Limit of square root function.

[11thHeaven]

I have to find the limit as x→∞ of √(x²+x)-xI can't rearrange this into a form where I can put infinity into the expression and get a meaningful answer. I've tried taking out square roots to get √x( √(x+1)-√x ) but if I put infinity into this I just get ∞(∞-∞) which is meaningless.

Now I know that the limit approaches 0.5 (simply by plugging large numbers into my calculator) but I have no idea why this happens.

 

[clamtrox]

Remember the formula (x+y)(x-y) = x² - y²? That might prove useful here.

 

[11thHeaven]

Remember the formula (x+y)(x-y) = x² - y²? That might prove useful here.

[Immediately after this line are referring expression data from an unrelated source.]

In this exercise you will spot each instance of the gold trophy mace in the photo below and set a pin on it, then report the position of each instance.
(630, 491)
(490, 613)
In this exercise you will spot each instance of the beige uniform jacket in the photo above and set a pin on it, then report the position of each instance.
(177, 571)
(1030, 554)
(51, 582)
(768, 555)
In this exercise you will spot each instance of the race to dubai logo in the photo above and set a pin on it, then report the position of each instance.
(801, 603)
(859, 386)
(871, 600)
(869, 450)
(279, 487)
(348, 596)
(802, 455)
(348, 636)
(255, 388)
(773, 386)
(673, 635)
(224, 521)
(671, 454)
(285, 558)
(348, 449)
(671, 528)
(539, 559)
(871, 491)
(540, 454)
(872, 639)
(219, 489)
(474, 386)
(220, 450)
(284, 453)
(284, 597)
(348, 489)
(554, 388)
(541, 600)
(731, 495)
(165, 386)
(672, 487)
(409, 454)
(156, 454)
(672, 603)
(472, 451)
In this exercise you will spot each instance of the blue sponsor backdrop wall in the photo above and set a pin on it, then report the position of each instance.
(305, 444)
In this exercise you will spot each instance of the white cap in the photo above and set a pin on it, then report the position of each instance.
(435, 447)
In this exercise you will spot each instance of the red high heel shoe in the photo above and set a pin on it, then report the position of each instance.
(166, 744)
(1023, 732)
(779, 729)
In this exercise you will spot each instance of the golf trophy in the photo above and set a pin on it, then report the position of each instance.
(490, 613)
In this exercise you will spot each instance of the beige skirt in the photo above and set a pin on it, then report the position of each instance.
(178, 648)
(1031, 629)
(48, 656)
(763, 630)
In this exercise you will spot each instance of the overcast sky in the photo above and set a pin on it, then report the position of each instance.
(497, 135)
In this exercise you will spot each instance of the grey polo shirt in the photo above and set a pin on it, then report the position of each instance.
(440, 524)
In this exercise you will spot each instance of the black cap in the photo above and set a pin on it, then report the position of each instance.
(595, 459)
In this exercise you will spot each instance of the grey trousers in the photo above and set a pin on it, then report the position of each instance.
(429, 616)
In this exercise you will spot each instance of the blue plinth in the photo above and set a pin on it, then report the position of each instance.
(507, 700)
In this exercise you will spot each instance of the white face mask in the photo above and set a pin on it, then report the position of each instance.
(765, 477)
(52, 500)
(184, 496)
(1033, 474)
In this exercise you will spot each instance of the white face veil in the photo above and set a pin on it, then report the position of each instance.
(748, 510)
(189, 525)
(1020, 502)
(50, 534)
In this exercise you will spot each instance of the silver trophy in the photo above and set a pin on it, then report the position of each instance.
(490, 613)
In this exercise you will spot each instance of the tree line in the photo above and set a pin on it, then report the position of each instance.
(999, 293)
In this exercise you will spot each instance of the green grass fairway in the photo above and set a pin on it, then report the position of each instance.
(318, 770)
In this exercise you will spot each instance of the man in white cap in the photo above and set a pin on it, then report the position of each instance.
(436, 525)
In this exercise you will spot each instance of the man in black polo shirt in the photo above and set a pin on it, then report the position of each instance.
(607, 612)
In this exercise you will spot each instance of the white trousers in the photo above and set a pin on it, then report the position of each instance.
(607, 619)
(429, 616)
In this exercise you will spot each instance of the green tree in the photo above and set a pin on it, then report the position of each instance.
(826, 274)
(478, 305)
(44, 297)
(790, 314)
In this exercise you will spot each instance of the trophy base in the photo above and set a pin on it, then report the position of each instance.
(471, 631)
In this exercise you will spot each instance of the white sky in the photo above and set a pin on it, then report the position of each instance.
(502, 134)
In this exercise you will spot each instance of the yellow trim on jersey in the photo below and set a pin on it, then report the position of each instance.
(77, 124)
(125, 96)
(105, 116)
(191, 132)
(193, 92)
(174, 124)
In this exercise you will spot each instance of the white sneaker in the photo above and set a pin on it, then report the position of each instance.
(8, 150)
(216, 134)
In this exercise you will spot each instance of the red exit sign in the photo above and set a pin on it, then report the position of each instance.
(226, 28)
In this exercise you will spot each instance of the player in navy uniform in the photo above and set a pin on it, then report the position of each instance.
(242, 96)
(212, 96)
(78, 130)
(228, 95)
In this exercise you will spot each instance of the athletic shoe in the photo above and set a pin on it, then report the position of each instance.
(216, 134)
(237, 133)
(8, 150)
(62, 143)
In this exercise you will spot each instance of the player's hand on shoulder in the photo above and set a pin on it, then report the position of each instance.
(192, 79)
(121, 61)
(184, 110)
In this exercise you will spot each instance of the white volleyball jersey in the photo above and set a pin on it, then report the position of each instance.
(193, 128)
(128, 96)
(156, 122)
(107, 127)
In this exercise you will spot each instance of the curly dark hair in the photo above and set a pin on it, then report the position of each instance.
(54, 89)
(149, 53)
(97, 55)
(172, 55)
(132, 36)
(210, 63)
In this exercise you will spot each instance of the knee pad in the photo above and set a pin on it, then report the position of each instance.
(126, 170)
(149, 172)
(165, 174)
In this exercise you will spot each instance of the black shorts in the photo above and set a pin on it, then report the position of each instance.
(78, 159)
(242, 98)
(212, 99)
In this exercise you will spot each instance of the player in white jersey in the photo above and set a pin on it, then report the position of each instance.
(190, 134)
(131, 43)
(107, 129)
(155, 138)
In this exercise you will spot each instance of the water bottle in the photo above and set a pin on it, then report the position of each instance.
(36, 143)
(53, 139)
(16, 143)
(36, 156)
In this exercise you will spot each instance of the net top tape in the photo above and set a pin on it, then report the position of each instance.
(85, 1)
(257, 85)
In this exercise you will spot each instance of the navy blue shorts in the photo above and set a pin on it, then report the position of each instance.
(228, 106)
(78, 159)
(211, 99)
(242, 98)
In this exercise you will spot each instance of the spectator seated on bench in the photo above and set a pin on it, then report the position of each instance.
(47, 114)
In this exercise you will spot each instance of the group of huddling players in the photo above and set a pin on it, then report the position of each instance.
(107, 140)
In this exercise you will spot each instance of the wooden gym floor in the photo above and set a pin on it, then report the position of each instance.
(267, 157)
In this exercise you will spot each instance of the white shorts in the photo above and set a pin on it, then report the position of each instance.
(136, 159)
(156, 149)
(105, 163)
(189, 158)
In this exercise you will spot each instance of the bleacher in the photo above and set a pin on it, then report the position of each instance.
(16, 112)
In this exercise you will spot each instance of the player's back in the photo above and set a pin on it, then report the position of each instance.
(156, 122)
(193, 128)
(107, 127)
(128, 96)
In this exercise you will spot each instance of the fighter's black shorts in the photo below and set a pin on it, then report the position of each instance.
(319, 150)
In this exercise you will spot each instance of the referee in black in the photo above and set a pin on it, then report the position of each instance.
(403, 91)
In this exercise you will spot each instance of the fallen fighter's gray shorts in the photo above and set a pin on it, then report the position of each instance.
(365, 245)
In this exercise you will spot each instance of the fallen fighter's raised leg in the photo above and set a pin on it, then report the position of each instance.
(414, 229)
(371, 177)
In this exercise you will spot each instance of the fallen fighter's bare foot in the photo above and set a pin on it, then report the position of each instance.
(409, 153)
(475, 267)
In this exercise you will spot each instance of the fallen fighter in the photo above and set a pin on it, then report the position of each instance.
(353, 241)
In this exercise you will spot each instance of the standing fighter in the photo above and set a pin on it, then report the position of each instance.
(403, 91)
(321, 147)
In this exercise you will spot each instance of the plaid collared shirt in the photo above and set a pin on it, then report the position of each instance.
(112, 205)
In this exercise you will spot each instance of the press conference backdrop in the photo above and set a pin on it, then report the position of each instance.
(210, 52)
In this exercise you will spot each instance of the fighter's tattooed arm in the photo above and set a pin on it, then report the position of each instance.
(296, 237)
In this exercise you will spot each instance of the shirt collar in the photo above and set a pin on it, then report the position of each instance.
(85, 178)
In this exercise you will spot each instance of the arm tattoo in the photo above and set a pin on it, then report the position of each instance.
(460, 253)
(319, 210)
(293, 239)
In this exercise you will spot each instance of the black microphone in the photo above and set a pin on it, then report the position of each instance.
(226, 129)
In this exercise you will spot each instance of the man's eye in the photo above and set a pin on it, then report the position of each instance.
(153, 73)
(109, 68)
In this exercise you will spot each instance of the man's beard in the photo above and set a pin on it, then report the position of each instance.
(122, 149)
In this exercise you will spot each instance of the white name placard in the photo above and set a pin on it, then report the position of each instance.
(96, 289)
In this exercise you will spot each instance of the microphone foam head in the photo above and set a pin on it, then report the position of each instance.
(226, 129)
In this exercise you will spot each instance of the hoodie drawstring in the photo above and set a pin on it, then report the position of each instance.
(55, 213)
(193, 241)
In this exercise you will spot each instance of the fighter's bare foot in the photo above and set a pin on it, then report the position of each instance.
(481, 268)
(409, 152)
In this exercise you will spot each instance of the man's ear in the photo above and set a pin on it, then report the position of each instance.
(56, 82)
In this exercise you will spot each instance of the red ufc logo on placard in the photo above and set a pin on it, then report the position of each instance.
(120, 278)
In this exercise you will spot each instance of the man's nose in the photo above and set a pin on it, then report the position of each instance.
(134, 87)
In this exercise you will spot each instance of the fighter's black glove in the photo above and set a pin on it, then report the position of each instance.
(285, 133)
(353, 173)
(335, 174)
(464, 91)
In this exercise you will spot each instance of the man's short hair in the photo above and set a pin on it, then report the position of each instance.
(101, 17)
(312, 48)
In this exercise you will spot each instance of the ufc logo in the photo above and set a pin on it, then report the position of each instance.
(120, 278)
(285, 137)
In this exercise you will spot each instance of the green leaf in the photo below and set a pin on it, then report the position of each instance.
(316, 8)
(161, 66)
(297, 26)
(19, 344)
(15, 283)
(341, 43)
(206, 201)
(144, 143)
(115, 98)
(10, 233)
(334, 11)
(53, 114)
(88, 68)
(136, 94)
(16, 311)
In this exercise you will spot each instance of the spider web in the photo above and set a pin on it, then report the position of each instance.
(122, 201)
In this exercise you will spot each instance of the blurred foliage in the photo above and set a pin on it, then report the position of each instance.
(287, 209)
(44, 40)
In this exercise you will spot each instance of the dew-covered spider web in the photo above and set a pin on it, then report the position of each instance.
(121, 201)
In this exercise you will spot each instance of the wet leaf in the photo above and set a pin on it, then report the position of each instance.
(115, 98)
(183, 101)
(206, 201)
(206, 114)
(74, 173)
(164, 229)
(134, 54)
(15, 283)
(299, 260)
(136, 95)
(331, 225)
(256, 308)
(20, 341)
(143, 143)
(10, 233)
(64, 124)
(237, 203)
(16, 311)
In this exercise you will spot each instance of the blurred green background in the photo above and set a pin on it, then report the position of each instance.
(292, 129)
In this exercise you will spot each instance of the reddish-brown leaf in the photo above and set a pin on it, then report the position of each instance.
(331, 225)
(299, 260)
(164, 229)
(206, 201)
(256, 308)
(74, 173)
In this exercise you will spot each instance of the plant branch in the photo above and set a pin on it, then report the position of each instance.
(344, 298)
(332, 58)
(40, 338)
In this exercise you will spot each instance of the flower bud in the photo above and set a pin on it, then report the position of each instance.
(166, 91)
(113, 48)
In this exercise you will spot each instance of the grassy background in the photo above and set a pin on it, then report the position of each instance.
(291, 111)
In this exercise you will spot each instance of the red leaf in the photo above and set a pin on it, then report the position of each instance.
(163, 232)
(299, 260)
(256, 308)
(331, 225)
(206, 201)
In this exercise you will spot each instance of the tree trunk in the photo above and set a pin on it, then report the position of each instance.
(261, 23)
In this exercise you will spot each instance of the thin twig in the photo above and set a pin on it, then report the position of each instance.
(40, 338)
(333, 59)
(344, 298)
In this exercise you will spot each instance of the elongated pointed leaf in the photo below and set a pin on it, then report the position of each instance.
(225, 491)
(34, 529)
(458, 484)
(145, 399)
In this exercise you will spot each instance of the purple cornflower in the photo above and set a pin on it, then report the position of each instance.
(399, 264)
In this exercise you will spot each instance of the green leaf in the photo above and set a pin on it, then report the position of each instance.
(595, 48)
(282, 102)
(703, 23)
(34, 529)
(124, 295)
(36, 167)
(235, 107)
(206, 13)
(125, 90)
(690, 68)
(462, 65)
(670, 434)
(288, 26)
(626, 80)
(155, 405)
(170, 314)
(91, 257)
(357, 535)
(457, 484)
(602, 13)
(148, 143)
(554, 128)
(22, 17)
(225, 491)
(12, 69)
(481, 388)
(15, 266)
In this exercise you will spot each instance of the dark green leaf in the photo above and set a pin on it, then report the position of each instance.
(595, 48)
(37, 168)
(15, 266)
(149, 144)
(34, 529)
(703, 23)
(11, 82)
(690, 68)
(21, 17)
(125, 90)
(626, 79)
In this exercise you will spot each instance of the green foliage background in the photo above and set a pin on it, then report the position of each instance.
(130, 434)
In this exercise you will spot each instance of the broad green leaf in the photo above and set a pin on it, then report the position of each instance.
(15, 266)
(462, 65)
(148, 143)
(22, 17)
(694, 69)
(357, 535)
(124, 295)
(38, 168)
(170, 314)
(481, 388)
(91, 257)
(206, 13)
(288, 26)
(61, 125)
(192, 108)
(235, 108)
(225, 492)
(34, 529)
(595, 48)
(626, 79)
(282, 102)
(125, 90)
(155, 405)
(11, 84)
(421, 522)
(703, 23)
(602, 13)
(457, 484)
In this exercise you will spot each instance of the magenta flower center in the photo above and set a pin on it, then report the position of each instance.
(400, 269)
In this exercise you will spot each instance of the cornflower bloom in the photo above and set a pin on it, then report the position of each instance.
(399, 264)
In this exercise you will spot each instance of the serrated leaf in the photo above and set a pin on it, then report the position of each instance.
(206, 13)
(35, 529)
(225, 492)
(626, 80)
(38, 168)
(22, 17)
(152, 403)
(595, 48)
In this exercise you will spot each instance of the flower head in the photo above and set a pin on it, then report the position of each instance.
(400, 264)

Are you suggesting (\sqrt{x^2+x}-x)(\sqrt{x^2+x}+x)? If so, how do I account for the (\sqrt{x^2+x}+x) factor?

Thanks for helping :)

 

[HallsofIvy]

Have you considered "multiplying and dividing by the same thing"?

 

[mtayab1994]

Multiply and divide by √(x^2+x)+x

 

[11thHeaven]

Multiply and divide by √(x^2+x)+x

If I do that, then I end up with \dfrac{x}{\sqrt{x^2+x}+x}, and I'm not sure how to progress from here. I can use L'Hopital's rule but then I get a horrible mess which doesn't seem to lead to any sort of answer.

 

[ehild]

Divide both the numerator and denominator by x.

ehild

 

[11thHeaven]

Divide both the numerator and denominator by x.

ehild

Ahhh. That makes the whole thing work, thanks :)

 

[11thHeaven]

Also, could anyone explain how the limit of (1+\frac{1}{x})^x=e as x goes to infinity? I first assumed it went to 1 (as 1/x goes to 0, and (1+0)^∞=1).

 

[micromass]

Please start a new thread for each new question.